Fonte: Jornal Público

Para evitar a realização de reuniões sindicais, o Ministério da Educação e Ciência (MEC) está a fazer chegar aos dirigentes escolares a indicação de que na manhã desta terça-feira o “acesso às escolas [em que se realiza a prova de avaliação para professores] deverá ser restrito às pessoas envolvidas” na realização daquele serviço, que diz ser de “natureza urgente e essencial”. Uma situação que o presidente da Associação Nacional de Dirigentes Escolares (ANDE), Manuel Pereira, diz desconhecer e que, na sua perspectiva, “seria, no mínimo, estranhíssima”.

Na mensagem electrónica dirigida aos directores das cerca de 80 escolas em que se realizam as provas para professores contratados, o MEC refere-se directamente ao facto de várias organizações sindicais, incluindo a Federação Nacional dos Professores (Fenprof), estarem a convocar plenários e a apelar aos professores do quadro para que faltem à vigilância das provas ao abrigo da lei sindical, impedindo assim a sua realização.

Citando a lei 59/20908, o MEC sustenta que o “direito de exercer a actividade sindical no interior do órgão de serviço não pode comprometer a realização do interesse público e o normal funcionamento dos órgãos e serviços” e que, no caso de a “reunião se realizar” durante o horário de trabalho, os “promotores devem apresentar uma proposta que assegure o funcionamento dos serviços de natureza urgente e essencial”.
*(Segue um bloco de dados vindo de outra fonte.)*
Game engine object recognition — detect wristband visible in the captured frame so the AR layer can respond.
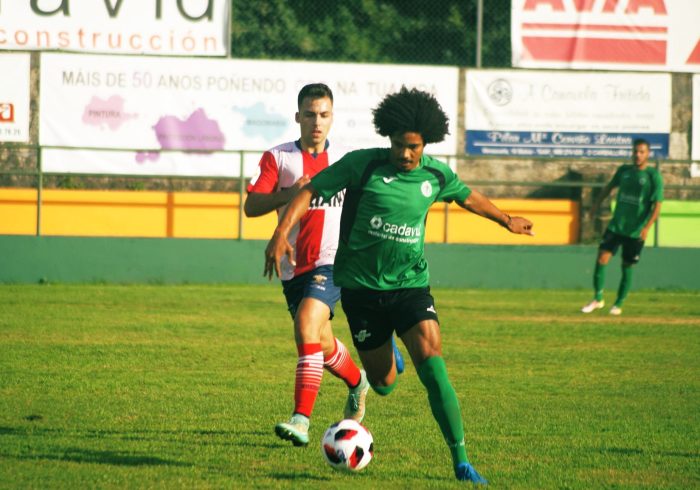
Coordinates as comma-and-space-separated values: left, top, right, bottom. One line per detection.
501, 213, 513, 230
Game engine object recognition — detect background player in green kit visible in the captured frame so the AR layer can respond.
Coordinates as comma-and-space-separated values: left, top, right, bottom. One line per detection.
581, 139, 664, 315
265, 88, 532, 483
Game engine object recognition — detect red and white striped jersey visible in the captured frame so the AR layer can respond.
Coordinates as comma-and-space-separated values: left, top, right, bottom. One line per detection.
248, 141, 345, 281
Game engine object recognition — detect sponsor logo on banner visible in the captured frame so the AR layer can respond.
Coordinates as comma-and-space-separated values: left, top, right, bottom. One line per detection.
465, 70, 671, 158
0, 0, 230, 56
511, 0, 700, 71
0, 102, 15, 123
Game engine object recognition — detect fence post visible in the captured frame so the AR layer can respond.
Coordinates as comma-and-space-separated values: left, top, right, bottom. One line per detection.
238, 150, 245, 241
476, 0, 484, 68
36, 146, 44, 236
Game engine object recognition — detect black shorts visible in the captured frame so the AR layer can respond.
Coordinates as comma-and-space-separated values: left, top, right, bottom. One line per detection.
340, 287, 438, 350
598, 230, 644, 264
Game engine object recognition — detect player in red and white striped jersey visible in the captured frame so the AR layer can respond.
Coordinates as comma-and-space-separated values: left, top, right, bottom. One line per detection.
244, 83, 369, 446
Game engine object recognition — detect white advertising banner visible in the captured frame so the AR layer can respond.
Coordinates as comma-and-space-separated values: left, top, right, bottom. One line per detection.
39, 53, 459, 175
511, 0, 700, 72
0, 53, 30, 143
465, 70, 671, 158
690, 75, 700, 165
0, 0, 231, 56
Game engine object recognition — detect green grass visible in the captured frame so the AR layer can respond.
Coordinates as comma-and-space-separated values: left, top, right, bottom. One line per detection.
0, 285, 700, 489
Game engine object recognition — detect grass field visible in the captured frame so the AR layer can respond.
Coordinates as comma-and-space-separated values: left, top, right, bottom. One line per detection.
0, 284, 700, 489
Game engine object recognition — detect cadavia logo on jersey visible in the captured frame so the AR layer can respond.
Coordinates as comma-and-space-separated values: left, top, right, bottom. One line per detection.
367, 216, 421, 243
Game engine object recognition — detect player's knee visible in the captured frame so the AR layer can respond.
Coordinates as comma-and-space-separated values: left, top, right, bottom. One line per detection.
370, 378, 399, 396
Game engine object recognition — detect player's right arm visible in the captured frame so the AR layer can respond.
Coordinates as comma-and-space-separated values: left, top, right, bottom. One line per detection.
590, 167, 622, 218
243, 175, 311, 218
243, 151, 310, 218
263, 184, 315, 279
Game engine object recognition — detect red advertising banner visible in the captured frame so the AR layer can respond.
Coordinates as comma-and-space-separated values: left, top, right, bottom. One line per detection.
511, 0, 700, 72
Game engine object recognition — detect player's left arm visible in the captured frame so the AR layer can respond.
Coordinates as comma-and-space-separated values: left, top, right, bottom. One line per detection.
639, 201, 661, 241
639, 172, 664, 240
457, 190, 535, 236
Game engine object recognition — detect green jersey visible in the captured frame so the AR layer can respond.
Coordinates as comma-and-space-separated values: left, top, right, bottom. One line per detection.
608, 165, 664, 238
311, 148, 471, 290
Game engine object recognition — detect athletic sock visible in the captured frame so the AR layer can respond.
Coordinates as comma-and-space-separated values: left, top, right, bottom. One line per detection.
593, 262, 608, 301
417, 356, 469, 466
615, 265, 632, 306
294, 344, 323, 417
323, 339, 362, 388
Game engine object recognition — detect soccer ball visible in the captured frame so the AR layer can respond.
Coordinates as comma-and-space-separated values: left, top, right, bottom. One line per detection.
321, 419, 374, 472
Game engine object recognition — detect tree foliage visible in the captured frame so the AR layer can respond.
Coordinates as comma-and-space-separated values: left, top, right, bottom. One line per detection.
231, 0, 510, 66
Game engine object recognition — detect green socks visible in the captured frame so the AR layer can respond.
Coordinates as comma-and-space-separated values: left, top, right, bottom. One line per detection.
418, 356, 469, 466
593, 262, 608, 301
615, 264, 632, 306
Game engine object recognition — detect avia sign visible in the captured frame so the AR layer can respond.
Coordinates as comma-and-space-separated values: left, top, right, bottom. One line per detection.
511, 0, 700, 72
0, 0, 230, 56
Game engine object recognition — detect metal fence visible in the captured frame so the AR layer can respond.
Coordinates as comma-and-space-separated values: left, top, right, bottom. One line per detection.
0, 145, 700, 246
230, 0, 511, 68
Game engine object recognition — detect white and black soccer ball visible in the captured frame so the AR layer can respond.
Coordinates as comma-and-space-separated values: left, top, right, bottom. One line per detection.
321, 419, 374, 472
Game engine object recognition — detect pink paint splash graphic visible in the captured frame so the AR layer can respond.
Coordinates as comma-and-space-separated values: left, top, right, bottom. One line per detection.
136, 109, 226, 163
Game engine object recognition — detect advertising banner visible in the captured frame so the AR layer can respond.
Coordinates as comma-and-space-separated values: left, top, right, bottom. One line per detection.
0, 53, 30, 143
511, 0, 700, 72
0, 0, 231, 56
465, 70, 671, 158
39, 53, 459, 176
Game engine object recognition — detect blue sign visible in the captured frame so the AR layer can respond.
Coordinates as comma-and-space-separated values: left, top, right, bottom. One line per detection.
465, 130, 669, 159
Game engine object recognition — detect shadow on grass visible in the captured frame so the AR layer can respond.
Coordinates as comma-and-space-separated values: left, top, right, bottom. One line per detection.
270, 472, 331, 481
4, 448, 190, 466
599, 447, 700, 459
0, 426, 190, 466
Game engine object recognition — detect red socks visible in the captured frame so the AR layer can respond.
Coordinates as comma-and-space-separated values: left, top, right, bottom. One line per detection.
294, 344, 323, 417
294, 339, 361, 417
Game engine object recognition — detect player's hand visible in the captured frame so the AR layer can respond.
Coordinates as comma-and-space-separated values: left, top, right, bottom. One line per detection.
263, 231, 296, 280
291, 175, 311, 194
508, 216, 535, 236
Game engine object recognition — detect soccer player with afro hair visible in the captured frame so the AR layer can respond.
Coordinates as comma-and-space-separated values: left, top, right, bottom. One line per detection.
264, 87, 533, 483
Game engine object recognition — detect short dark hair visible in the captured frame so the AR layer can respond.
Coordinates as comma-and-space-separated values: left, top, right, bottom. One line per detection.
372, 86, 449, 144
632, 138, 651, 149
297, 83, 333, 107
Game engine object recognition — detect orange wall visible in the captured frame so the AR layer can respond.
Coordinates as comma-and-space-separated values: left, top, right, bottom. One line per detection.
0, 189, 579, 245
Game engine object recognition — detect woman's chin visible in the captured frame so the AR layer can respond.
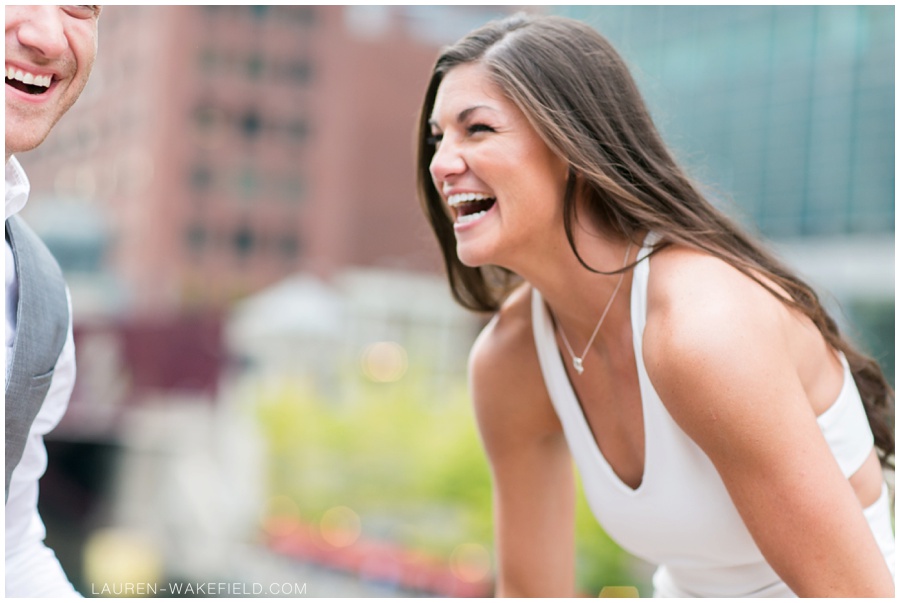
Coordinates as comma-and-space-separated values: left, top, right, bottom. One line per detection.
456, 245, 493, 268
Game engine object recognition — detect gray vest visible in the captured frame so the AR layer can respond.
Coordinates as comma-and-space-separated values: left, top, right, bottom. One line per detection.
5, 216, 69, 500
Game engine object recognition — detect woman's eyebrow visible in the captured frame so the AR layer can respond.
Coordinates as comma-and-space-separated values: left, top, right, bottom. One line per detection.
428, 105, 491, 128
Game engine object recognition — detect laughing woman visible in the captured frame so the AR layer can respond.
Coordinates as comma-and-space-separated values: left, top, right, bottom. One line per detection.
418, 16, 894, 596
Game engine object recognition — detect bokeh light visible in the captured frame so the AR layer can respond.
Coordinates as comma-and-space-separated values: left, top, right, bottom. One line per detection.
84, 528, 163, 596
262, 494, 300, 537
362, 341, 409, 383
319, 506, 362, 548
450, 542, 491, 583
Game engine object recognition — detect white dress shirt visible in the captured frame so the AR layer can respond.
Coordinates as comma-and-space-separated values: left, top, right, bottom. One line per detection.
3, 157, 80, 597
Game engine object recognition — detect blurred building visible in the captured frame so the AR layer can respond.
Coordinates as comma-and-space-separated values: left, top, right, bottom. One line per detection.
20, 6, 520, 317
553, 6, 895, 377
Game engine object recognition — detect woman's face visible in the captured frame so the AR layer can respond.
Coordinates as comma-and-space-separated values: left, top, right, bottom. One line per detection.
430, 63, 568, 270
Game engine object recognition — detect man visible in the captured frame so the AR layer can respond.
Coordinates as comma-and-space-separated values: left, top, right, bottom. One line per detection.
5, 5, 100, 597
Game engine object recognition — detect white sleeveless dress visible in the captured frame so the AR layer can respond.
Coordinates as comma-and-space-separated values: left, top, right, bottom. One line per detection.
532, 235, 894, 597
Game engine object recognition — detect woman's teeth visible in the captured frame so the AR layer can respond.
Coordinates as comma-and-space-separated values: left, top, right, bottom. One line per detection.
447, 193, 497, 224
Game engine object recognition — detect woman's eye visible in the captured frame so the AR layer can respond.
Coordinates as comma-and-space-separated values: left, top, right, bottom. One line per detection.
468, 124, 494, 134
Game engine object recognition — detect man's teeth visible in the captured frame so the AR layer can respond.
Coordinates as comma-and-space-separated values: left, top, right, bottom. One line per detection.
447, 193, 493, 207
6, 67, 53, 88
456, 210, 487, 224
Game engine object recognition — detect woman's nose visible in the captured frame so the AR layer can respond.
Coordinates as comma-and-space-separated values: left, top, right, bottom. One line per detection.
16, 6, 69, 59
429, 136, 466, 190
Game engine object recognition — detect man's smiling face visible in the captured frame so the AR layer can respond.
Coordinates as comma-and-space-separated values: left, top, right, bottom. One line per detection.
5, 5, 100, 159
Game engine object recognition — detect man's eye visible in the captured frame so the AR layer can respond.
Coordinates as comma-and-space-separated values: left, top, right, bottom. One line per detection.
62, 4, 100, 19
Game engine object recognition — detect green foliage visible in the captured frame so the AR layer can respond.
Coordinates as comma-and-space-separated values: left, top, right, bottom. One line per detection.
257, 358, 648, 595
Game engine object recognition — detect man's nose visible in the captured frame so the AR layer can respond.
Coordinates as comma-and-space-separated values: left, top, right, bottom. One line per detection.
16, 5, 69, 59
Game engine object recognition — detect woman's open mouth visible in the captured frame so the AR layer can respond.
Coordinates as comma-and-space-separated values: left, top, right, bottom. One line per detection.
447, 193, 497, 224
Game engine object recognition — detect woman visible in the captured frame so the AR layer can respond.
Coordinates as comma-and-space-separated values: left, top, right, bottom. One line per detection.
418, 16, 894, 596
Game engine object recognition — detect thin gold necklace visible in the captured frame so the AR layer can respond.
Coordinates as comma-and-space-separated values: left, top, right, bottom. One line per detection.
550, 242, 631, 375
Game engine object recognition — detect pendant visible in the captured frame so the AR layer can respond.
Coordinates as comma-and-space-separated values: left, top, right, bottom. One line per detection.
572, 356, 584, 375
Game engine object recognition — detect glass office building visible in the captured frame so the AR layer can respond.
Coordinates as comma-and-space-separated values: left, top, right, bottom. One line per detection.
554, 6, 895, 378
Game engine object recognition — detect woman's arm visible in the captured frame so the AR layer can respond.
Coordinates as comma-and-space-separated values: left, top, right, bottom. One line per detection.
644, 252, 894, 597
469, 294, 575, 597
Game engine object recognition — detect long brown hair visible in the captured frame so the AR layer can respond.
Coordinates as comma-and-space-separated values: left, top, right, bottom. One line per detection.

Ao PÚBLICO, Manuel Pereira disse não ter conhecimento da mensagem mas considerou que seria “estranhíssimo que o MEC desse tal indicação”, por colocar em causa “o princípio da confiança nos professores e o pressuposto de que estes são pessoas equilibradas e responsáveis”, disse.

“Não digo que a situação seja fácil, pelo contrário, mas aos directores cabe procurar garantir condições para que nas escolas se realizem simultaneamente as provas de avaliação para professores e os plenários sindicais de quem as contesta. Não permitir que entrassem na escola outros professores que não os envolvidos no serviço da prova seria alterar as regras de uma forma que ultrapassa a razoabilidade”, considerou.

Esta manhã, em declarações ao PÚBLICO, Manuel Pereira já tinha considerado “lamentável a situação em que o Ministério da Educação colocou os directores das escolas, ao marcar a prova às escondidas de todos e com um prazo apertado. As coisas devem ser feitas de forma transparente e clara, não assim”, criticou.